FDA warns GE about defective x-ray equipment
The company received the Nov. 16 letter just three weeks before the company planned to notify the FDA that it was addressing manufacturing issues identified in the previous warning letter concerning its MRI coil and breast biopsy plate operations.
On Sept. 27, FDA field tests discovered two defective devices used in a hospital near New Orleans, which were assembled at GE’s Pewaukee, Wis., facility. During the tests, the agency found that the protective barrier was not in place during the x-ray process to intercept the beam as required by federal regulation. The letter requested that GE investigate the problem. If the company determines that the defect in the x-ray equipment is caused by improper assembly or installation, it must fix the problem, or replace the defective component or device, free of charge. The agency has instructed GE to submit its investigation results on the defective x-ray equipment as well as a plan for corrective action within 15 days of receipt of the warning letter.
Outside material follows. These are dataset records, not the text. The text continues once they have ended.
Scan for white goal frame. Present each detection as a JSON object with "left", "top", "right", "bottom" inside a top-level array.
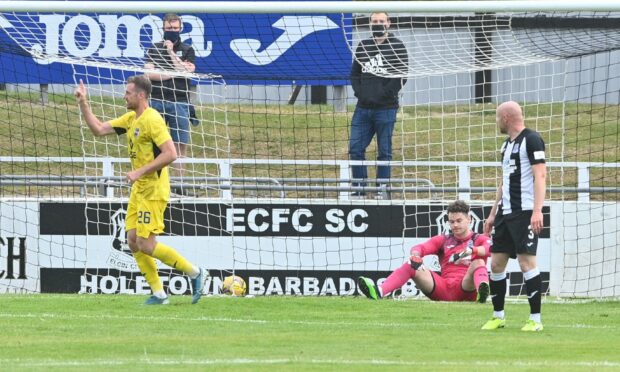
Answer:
[
  {"left": 1, "top": 0, "right": 618, "bottom": 299},
  {"left": 1, "top": 1, "right": 620, "bottom": 14}
]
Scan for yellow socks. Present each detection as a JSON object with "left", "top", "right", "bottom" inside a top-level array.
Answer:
[
  {"left": 134, "top": 243, "right": 199, "bottom": 297},
  {"left": 152, "top": 242, "right": 199, "bottom": 278},
  {"left": 133, "top": 250, "right": 164, "bottom": 294}
]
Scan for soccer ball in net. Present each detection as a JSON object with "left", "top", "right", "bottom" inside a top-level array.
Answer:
[{"left": 221, "top": 275, "right": 247, "bottom": 296}]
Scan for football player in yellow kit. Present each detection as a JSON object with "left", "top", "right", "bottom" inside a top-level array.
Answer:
[{"left": 75, "top": 75, "right": 206, "bottom": 305}]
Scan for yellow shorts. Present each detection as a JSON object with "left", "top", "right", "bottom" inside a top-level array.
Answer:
[{"left": 125, "top": 191, "right": 167, "bottom": 238}]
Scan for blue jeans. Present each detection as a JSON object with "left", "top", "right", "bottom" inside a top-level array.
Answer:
[
  {"left": 348, "top": 106, "right": 398, "bottom": 188},
  {"left": 150, "top": 99, "right": 190, "bottom": 144}
]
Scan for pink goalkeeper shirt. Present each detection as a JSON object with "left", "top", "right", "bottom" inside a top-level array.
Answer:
[{"left": 410, "top": 232, "right": 491, "bottom": 279}]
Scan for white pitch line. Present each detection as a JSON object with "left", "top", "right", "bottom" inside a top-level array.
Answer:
[
  {"left": 2, "top": 294, "right": 617, "bottom": 305},
  {"left": 0, "top": 358, "right": 619, "bottom": 368},
  {"left": 0, "top": 312, "right": 449, "bottom": 327},
  {"left": 0, "top": 312, "right": 616, "bottom": 329}
]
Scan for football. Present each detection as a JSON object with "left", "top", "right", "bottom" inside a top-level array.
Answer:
[{"left": 221, "top": 275, "right": 247, "bottom": 296}]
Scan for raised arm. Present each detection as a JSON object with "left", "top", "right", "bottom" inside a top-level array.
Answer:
[
  {"left": 145, "top": 46, "right": 174, "bottom": 82},
  {"left": 144, "top": 61, "right": 172, "bottom": 82},
  {"left": 74, "top": 80, "right": 115, "bottom": 136},
  {"left": 145, "top": 42, "right": 195, "bottom": 82}
]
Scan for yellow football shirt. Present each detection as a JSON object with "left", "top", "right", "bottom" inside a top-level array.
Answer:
[{"left": 109, "top": 107, "right": 172, "bottom": 201}]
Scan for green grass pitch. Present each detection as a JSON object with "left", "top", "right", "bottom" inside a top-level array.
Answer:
[{"left": 0, "top": 295, "right": 618, "bottom": 371}]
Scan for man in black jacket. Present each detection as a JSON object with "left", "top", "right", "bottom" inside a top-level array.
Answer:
[
  {"left": 145, "top": 13, "right": 196, "bottom": 196},
  {"left": 349, "top": 12, "right": 408, "bottom": 199}
]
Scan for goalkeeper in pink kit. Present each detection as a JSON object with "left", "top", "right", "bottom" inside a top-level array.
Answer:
[{"left": 359, "top": 200, "right": 491, "bottom": 302}]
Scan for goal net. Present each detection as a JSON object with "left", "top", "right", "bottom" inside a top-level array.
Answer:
[{"left": 0, "top": 2, "right": 618, "bottom": 299}]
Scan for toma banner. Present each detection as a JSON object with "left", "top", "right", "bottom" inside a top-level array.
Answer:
[{"left": 0, "top": 12, "right": 352, "bottom": 84}]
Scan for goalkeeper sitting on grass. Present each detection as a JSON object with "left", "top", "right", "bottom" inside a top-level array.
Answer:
[{"left": 359, "top": 200, "right": 491, "bottom": 302}]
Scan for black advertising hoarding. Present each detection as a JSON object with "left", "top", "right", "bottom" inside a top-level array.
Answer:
[
  {"left": 38, "top": 202, "right": 551, "bottom": 296},
  {"left": 40, "top": 202, "right": 550, "bottom": 238}
]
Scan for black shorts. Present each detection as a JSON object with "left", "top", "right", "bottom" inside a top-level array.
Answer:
[{"left": 491, "top": 210, "right": 538, "bottom": 258}]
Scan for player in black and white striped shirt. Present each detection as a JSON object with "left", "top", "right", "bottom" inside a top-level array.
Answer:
[{"left": 482, "top": 101, "right": 547, "bottom": 332}]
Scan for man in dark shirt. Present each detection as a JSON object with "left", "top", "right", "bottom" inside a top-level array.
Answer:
[
  {"left": 349, "top": 12, "right": 408, "bottom": 199},
  {"left": 145, "top": 13, "right": 196, "bottom": 195},
  {"left": 482, "top": 101, "right": 547, "bottom": 332}
]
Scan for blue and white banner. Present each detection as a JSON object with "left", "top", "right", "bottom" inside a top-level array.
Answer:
[{"left": 0, "top": 12, "right": 352, "bottom": 84}]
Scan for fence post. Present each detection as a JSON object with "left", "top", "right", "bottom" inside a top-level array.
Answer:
[
  {"left": 220, "top": 160, "right": 233, "bottom": 200},
  {"left": 102, "top": 158, "right": 114, "bottom": 197},
  {"left": 577, "top": 165, "right": 590, "bottom": 202},
  {"left": 339, "top": 161, "right": 350, "bottom": 200},
  {"left": 458, "top": 164, "right": 471, "bottom": 201},
  {"left": 40, "top": 84, "right": 49, "bottom": 105},
  {"left": 333, "top": 85, "right": 346, "bottom": 113}
]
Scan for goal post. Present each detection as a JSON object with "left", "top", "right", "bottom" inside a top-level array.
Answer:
[
  {"left": 3, "top": 1, "right": 620, "bottom": 13},
  {"left": 0, "top": 1, "right": 618, "bottom": 299}
]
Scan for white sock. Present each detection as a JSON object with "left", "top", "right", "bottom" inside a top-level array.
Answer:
[
  {"left": 523, "top": 267, "right": 540, "bottom": 281},
  {"left": 529, "top": 313, "right": 541, "bottom": 323},
  {"left": 490, "top": 271, "right": 507, "bottom": 281},
  {"left": 153, "top": 290, "right": 167, "bottom": 299},
  {"left": 188, "top": 266, "right": 200, "bottom": 279},
  {"left": 493, "top": 310, "right": 505, "bottom": 319}
]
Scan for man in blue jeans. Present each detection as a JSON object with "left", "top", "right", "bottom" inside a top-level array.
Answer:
[
  {"left": 350, "top": 12, "right": 408, "bottom": 199},
  {"left": 145, "top": 13, "right": 196, "bottom": 196}
]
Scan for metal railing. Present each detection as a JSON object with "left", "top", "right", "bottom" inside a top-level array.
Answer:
[{"left": 1, "top": 156, "right": 619, "bottom": 201}]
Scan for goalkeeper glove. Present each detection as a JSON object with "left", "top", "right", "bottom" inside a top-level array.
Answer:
[
  {"left": 449, "top": 247, "right": 473, "bottom": 263},
  {"left": 410, "top": 256, "right": 424, "bottom": 270}
]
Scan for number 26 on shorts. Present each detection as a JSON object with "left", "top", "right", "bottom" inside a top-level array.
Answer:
[{"left": 138, "top": 211, "right": 151, "bottom": 224}]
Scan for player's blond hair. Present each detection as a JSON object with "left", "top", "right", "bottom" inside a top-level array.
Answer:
[{"left": 127, "top": 75, "right": 151, "bottom": 99}]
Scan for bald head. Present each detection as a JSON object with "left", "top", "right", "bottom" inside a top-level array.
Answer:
[
  {"left": 497, "top": 101, "right": 522, "bottom": 119},
  {"left": 496, "top": 101, "right": 524, "bottom": 136}
]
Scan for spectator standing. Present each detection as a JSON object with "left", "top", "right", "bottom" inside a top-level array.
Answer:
[
  {"left": 145, "top": 13, "right": 197, "bottom": 196},
  {"left": 349, "top": 12, "right": 408, "bottom": 199}
]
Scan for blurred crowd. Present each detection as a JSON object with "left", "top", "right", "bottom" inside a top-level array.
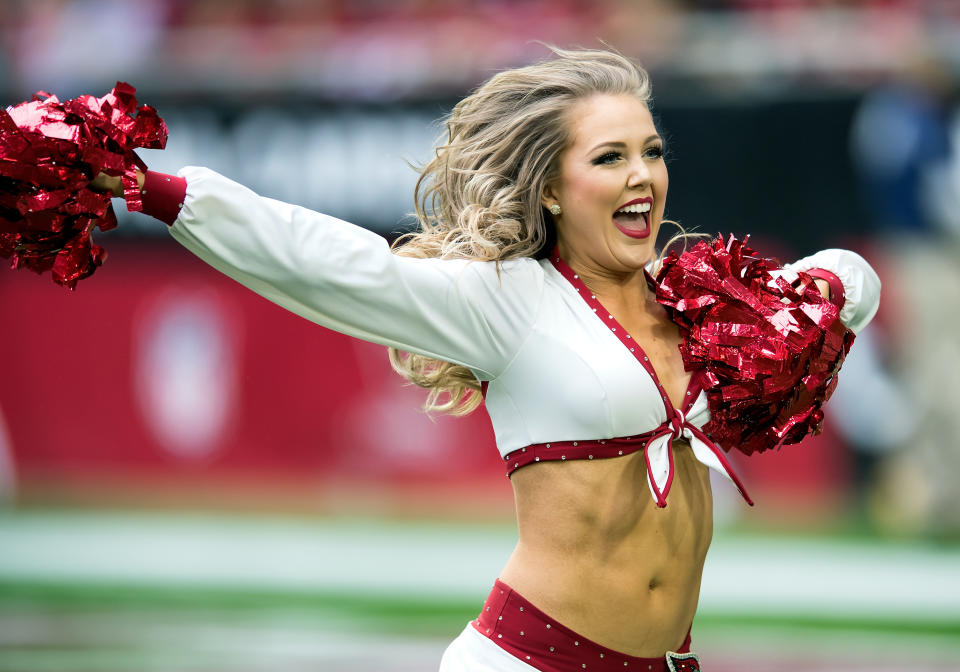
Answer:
[
  {"left": 846, "top": 45, "right": 960, "bottom": 537},
  {"left": 2, "top": 0, "right": 960, "bottom": 100},
  {"left": 1, "top": 0, "right": 959, "bottom": 539}
]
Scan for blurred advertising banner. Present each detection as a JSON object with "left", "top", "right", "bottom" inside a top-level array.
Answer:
[{"left": 0, "top": 242, "right": 511, "bottom": 513}]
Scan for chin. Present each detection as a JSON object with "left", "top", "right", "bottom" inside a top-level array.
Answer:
[{"left": 614, "top": 243, "right": 655, "bottom": 270}]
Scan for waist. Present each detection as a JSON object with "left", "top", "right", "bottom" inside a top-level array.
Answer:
[{"left": 473, "top": 579, "right": 699, "bottom": 672}]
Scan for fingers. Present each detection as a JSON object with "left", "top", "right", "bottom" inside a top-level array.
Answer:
[{"left": 90, "top": 172, "right": 123, "bottom": 197}]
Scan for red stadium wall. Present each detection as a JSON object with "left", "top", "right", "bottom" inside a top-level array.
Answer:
[{"left": 0, "top": 241, "right": 850, "bottom": 517}]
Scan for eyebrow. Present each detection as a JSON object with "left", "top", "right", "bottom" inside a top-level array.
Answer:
[{"left": 588, "top": 135, "right": 662, "bottom": 154}]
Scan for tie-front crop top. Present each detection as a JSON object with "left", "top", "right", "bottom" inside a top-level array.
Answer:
[
  {"left": 498, "top": 249, "right": 752, "bottom": 508},
  {"left": 143, "top": 167, "right": 882, "bottom": 507}
]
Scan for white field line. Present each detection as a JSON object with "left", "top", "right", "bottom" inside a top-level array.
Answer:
[{"left": 0, "top": 512, "right": 958, "bottom": 621}]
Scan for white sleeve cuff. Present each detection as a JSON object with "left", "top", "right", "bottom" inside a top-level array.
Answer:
[{"left": 784, "top": 248, "right": 882, "bottom": 334}]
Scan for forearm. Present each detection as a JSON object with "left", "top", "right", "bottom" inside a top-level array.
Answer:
[{"left": 813, "top": 278, "right": 831, "bottom": 301}]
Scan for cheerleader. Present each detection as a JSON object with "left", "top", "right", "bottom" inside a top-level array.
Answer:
[{"left": 91, "top": 48, "right": 880, "bottom": 671}]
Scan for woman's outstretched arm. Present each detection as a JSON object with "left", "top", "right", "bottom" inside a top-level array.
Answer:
[{"left": 96, "top": 167, "right": 544, "bottom": 381}]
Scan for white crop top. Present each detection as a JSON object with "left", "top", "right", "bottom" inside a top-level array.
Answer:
[{"left": 164, "top": 167, "right": 882, "bottom": 506}]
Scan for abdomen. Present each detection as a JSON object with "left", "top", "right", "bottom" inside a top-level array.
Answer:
[{"left": 500, "top": 440, "right": 713, "bottom": 657}]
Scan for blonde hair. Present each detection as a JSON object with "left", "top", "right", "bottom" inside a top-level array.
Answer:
[{"left": 389, "top": 47, "right": 660, "bottom": 415}]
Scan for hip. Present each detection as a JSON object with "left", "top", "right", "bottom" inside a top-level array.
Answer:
[{"left": 438, "top": 579, "right": 701, "bottom": 672}]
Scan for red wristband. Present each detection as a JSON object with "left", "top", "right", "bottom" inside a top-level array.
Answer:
[
  {"left": 140, "top": 170, "right": 187, "bottom": 226},
  {"left": 806, "top": 268, "right": 845, "bottom": 311}
]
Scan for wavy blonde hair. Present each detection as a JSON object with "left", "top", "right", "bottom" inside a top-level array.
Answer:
[{"left": 389, "top": 47, "right": 669, "bottom": 415}]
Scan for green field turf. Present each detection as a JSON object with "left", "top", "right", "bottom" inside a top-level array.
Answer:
[{"left": 1, "top": 510, "right": 958, "bottom": 671}]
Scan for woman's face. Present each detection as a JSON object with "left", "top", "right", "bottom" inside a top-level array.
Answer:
[{"left": 543, "top": 93, "right": 668, "bottom": 276}]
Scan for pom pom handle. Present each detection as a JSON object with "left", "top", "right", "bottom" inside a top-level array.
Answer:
[{"left": 0, "top": 82, "right": 167, "bottom": 288}]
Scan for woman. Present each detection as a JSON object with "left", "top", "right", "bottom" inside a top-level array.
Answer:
[{"left": 94, "top": 48, "right": 880, "bottom": 671}]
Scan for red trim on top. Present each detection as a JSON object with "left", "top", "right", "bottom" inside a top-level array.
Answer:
[
  {"left": 473, "top": 579, "right": 693, "bottom": 672},
  {"left": 549, "top": 249, "right": 684, "bottom": 411},
  {"left": 140, "top": 170, "right": 187, "bottom": 226},
  {"left": 505, "top": 433, "right": 657, "bottom": 474},
  {"left": 805, "top": 268, "right": 845, "bottom": 312},
  {"left": 643, "top": 426, "right": 675, "bottom": 507}
]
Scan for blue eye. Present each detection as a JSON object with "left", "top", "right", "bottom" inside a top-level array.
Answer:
[
  {"left": 645, "top": 145, "right": 664, "bottom": 159},
  {"left": 592, "top": 151, "right": 622, "bottom": 165}
]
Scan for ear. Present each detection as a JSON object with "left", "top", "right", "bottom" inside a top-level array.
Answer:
[{"left": 541, "top": 182, "right": 560, "bottom": 210}]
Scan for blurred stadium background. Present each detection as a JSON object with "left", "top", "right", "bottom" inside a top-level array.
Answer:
[{"left": 2, "top": 0, "right": 960, "bottom": 670}]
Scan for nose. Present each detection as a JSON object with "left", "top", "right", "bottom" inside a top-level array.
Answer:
[{"left": 626, "top": 155, "right": 652, "bottom": 188}]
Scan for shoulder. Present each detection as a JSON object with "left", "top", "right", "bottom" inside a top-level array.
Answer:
[{"left": 405, "top": 254, "right": 546, "bottom": 288}]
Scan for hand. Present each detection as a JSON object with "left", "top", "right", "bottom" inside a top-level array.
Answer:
[
  {"left": 90, "top": 171, "right": 144, "bottom": 198},
  {"left": 813, "top": 278, "right": 830, "bottom": 301}
]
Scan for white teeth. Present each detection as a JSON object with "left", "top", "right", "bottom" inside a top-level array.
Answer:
[{"left": 615, "top": 202, "right": 651, "bottom": 215}]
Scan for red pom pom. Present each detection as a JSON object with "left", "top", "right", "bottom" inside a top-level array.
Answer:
[
  {"left": 0, "top": 83, "right": 167, "bottom": 289},
  {"left": 655, "top": 234, "right": 854, "bottom": 456}
]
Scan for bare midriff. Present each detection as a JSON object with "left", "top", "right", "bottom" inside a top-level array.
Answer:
[{"left": 499, "top": 440, "right": 713, "bottom": 658}]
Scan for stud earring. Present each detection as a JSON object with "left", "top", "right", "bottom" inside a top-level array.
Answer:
[{"left": 549, "top": 204, "right": 562, "bottom": 216}]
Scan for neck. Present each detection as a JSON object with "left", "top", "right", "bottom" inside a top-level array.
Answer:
[{"left": 558, "top": 246, "right": 654, "bottom": 309}]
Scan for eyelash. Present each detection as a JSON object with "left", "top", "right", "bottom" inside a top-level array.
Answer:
[{"left": 592, "top": 145, "right": 665, "bottom": 165}]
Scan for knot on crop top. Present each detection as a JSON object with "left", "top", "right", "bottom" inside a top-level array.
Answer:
[{"left": 503, "top": 399, "right": 751, "bottom": 508}]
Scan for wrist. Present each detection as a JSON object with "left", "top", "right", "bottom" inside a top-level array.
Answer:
[{"left": 139, "top": 170, "right": 187, "bottom": 226}]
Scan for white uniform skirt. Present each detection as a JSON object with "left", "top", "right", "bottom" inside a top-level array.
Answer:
[{"left": 439, "top": 622, "right": 539, "bottom": 671}]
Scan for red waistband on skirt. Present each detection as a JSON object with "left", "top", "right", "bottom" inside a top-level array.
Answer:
[{"left": 472, "top": 579, "right": 696, "bottom": 672}]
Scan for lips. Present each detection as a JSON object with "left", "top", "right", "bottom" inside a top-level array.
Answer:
[{"left": 612, "top": 197, "right": 652, "bottom": 239}]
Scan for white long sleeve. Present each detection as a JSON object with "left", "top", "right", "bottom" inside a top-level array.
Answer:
[
  {"left": 167, "top": 167, "right": 543, "bottom": 380},
  {"left": 783, "top": 248, "right": 882, "bottom": 334}
]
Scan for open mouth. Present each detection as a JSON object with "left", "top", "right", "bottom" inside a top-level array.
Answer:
[{"left": 612, "top": 200, "right": 651, "bottom": 239}]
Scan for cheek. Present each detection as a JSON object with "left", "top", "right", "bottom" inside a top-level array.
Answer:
[
  {"left": 654, "top": 168, "right": 669, "bottom": 215},
  {"left": 561, "top": 167, "right": 615, "bottom": 209}
]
The FDA also warned that if the company failed to comply with the terms of the warning letter, it could be subject to penalties including seizure of product inventories, court injunctions preventing GE from selling its products, or monetary fines up to $300,000 per violation.
GE told Health Imaging News that the initial investigation shows that the company’s service personnel addressed the issue noted with these two devices soon after the FDA field test. The company said it “takes the FDA test finding and warning letter very seriously and we are thoroughly investigating the matter.” GE added that it is fully cooperating with the agency.